- Born: Daniel Henri Élie Mendaille 27 November 1885 Tours, France
- Died: 17 May 1963 (aged 77) Couilly-Pont-aux-Dames, France
- Other name: D. Mendaille
- Occupation: Actor
- Years active: 1905–1959
- Spouse: Leda Ginelly

= Daniel Mendaille =

French actor (1885–1963)

Daniel Mendaille (27 November 1885 – 17 May 1963) was a French stage and film actor whose career spanned nearly sixty years.

==Early life==
Born Daniel Henri Élie Mendaille in Tours, Indre-et-Loire, Mendaille studied architecture at the Académie royale d'architecture, Institut de France in Paris. At age twenty, he abandoned his studies in architecture and enrolled in the Conservatoire de Paris and studied acting under Paul Mounet. After graduating, he was engaged at the Théâtre des Variétés, Cirque d'Hiver, Théâtre Antoine and the l’Œuvre et de la Renaissance.

==Film career==
During the early 1900s, he began appearing in small roles in film. One of his first roles was in the 1909 Albert Capellani-directed short La mort du duc d'Enghien en 1804 (English release title: The Death of the Duc d'Enghien) for the Société Cinématographique des Auteurs et Gens de Lettres (SCAGL), affiliated with Pathé-Frères

Mendaille continued to work in theater and film throughout the 1910s and 1920s. Already a featured actor, he began performing in leading roles in such films as Léon Poirier's in Le coffret de jade (1921), Marcel Dumont's La proie (1921) and Robert Péguy's Le crime de Monique (1922). In 1923, he portrayed the Comte de Maupry in L'affaire du courrier de Lyon for Gaumont and was also part of the cast of Surcouf (1924) and Jean Chouan (1925), both serials directed by Luitz-Morat. In 1927 he appeared in the epic silent French historical film Napoléon directed by Abel Gance and the following year in the World War I silent docudrama Verdun: Visions of History opposite Albert Préjean, Suzanne Bianchetti, Berthe Jalabert and Antonin Artaud.

Daniel Mendaille had little difficulty transitioning to the sound era of films. Notable performances of the 1930s include the portrayal of a miner in Georg Wilhelm Pabst's La tragédie de la mine (1931), the French-language version of Fritz Lang's The Testament of Dr. Mabuse (1933), a diplomat in Alexis Granowsky's Moscow Nights opposite French actress Annabella (1934), as Gaston Roude in the first film adaptation of Émile Zola's L'Assommoir (1933) and as Micheletto, the chief henchman in Abel Gance's historical drama Lucrèce Borgia (1935).

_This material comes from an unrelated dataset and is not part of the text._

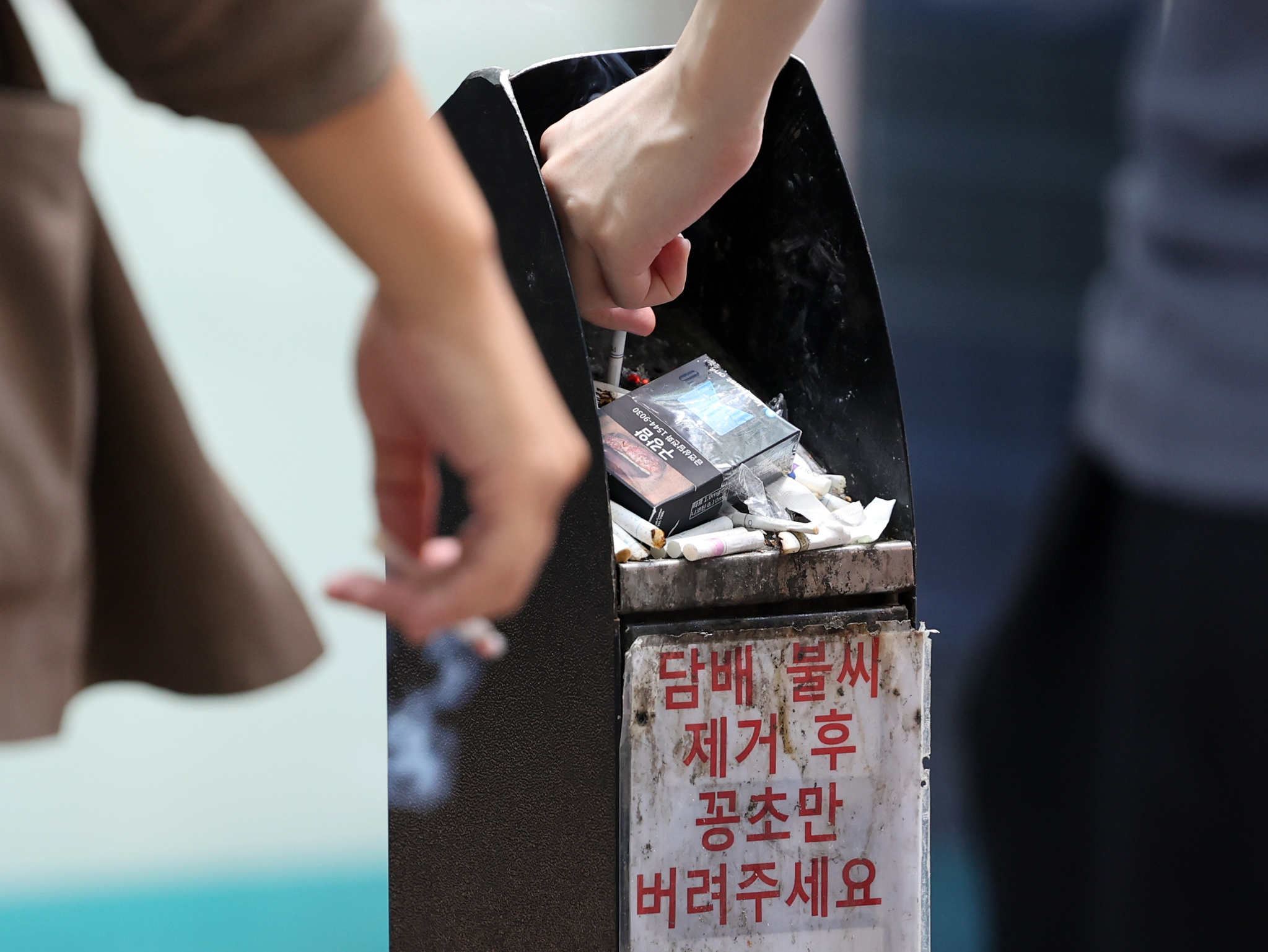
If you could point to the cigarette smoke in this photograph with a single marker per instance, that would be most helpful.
(422, 753)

Throughout the 1940s and 1950s, Mendaille would often be relegated to supporting roles as a character actor or in bit parts, with notable performances in such films as Jacques Becker's Casque d'Or (1952), Max Ophüls' The Earrings of Madame de… (1953), Christian-Jaque's adaptation of Émile Zola's Nana (1955) and Max Ophüls' Lola Montès (1955). Mendaille appeared in approximately 120 films.

==Personal life==
Daniel Mendaille was married to Spanish-born actress Leda Ginelly. Following Ginelly's death in April 1959, he retired from performing and lived a secluded life at the family residence in Couilly-Pont-aux-Dames, where he died in May 1963 at age 77.